Kita sebenarnya tidak perlu gelisah dengan apa yang oleh Barthes disebut "citra yang menjadi umum" (generalized image). Citra demikian akan menjadi persoalan kalau kita tidak punya semacam citra primadona yang bisa dipakai untuk melihat lautan citra menurut cerita kita sendiri. Bahkan foto-foto dokumentasi yang sangat berharga (antara lain karena kelangkaannya) dari Taman Siswa bisa menjadi foto-foto yang banal sejauh kita tidak berhasil membiarkan suatu punctum menuliskan dirinya sendiri. Cerita ini barangkali secara perlahan-lahan akan menjadi kode. Bukankah budaya adalah proses peremajaan kode-kode? Bukankah kode-kode yang kita ciptakan merupakan salah satu langkah untuk menyatukan waktu kronologis menjadi waktu absolut? Halusinasi sempurna yang dikhawatirkan Barthes muncul saat kita tidak punya kisah kita sendiri.

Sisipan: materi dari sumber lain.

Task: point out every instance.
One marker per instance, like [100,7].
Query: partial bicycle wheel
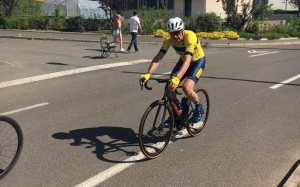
[195,128]
[11,144]
[156,129]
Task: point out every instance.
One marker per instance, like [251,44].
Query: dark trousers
[133,42]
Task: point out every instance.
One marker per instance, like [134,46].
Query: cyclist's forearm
[153,67]
[155,62]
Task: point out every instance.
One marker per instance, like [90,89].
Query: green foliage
[27,8]
[207,22]
[253,26]
[189,23]
[281,29]
[245,35]
[74,24]
[260,13]
[39,22]
[92,24]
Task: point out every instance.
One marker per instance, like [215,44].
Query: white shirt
[134,21]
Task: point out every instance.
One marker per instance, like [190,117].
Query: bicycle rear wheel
[154,133]
[11,143]
[195,128]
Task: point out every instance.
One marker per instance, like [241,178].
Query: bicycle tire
[11,144]
[195,129]
[154,135]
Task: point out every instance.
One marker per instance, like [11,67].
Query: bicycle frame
[168,97]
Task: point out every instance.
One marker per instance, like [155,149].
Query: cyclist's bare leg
[188,89]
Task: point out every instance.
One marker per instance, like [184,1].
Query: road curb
[206,44]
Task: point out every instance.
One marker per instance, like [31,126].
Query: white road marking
[26,108]
[264,54]
[167,73]
[68,72]
[253,51]
[110,172]
[285,82]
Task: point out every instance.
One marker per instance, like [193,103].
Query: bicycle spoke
[154,135]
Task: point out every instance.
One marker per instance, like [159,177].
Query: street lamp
[285,1]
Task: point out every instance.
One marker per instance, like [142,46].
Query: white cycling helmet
[174,24]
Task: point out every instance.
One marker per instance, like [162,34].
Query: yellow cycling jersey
[190,45]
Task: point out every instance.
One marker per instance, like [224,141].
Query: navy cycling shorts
[193,72]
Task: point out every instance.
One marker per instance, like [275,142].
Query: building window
[133,5]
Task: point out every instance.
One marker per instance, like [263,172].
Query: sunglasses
[174,33]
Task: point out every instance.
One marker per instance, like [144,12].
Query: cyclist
[189,66]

Akhirnya, harus diakui bahwa penafsiran ulang tulisan-tulisan Barthes tentang fotografi pada khususnya, dan citra pada umumnya, masih jauh dari selesai. Berhenti pada Camera Lucida bisa menjerumuskan kita pada spiritualisme, namun berhenti pada "Rhetoric of the Image" juga bisa membuat kita terperangkap pada jerat strukturalisme teknis. Keduanya memang pantas kita anggap sebagai tonggak dalam tafsir tentang fotografi. Akan tetapi, sebenarnya masih banyak tonggak kecil yang perlu dibaca ulang dalam kerangka yang lebih luas, yaitu pencarian Barthes akan teori citra.